Adoptive immunotherapy with ex vivo expanded, polyspecific regulatory T cells (Tregs) is a promising treatment for graft-versus-host disease. Animal transplantation models used by us and others have demonstrated that the adoptive transfer of allospecific Tregs offers greater protection from graft rejection than that of polyclonal Tregs. This finding is in contrast to those of autoimmune models, where adoptive transfer of polyspecific Tregs had very limited effects, while antigen-specific Tregs were promising. However, antigen-specific Tregs in autoimmunity cannot be isolated in sufficient numbers.
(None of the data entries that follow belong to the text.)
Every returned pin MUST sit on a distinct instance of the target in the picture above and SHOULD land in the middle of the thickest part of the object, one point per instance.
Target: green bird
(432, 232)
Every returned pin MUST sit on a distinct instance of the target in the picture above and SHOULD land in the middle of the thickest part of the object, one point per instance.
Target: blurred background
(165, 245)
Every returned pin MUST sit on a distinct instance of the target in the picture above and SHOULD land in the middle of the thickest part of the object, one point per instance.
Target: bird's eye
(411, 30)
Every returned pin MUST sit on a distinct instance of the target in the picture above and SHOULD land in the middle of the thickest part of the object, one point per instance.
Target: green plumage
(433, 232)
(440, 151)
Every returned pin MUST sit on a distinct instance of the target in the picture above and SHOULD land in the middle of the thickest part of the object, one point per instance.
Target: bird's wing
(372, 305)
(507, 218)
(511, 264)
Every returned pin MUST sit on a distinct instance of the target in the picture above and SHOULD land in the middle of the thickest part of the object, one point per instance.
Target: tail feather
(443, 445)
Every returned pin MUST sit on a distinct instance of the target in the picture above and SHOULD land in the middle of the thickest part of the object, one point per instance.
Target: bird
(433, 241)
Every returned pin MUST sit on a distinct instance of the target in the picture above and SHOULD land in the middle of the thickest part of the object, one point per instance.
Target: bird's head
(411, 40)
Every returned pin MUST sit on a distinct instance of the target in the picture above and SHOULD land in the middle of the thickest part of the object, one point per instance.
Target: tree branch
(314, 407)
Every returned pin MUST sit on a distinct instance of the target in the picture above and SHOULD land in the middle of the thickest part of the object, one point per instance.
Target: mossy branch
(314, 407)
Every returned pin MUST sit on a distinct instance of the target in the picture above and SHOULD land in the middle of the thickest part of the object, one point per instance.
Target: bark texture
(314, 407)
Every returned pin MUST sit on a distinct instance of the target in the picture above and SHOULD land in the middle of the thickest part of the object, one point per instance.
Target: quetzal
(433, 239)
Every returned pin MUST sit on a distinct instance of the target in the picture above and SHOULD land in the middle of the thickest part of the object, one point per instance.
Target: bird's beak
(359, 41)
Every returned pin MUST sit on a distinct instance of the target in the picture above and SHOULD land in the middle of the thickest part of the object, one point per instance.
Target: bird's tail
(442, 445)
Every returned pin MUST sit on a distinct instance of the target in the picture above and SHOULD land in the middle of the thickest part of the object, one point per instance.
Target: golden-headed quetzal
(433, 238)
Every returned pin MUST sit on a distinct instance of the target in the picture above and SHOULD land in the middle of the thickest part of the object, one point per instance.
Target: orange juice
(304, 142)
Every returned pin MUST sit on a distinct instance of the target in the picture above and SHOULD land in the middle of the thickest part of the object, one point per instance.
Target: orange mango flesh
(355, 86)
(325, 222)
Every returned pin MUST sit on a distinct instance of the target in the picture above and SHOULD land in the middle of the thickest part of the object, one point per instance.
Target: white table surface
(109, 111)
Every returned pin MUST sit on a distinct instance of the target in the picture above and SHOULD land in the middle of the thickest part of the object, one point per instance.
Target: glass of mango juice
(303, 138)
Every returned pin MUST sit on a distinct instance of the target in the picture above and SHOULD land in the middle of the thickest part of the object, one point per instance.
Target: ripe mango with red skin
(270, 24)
Chimeric antigen receptors (CARs) can modify T cells and redirect their specificity toward needed antigens and are currently clinically used in leukemia patients. A major benefit of CAR technology is its “off-the-shelf” usability in a translational setting in contrast to major histocompatibility complex (MHC)-restricted T cell receptors.
We used CAR technology to redirect T cell specificity toward insulin and redirect T effector cells (Teffs) to Tregs by Foxp3 transduction. Our data demonstrate that our converted, insulin-specific CAR Tregs (cTregs) were functional stable, suppressive and long-lived in vivo.
This is a proof of concept for both redirection of T cell specificity and conversion of Teffs to cTregs.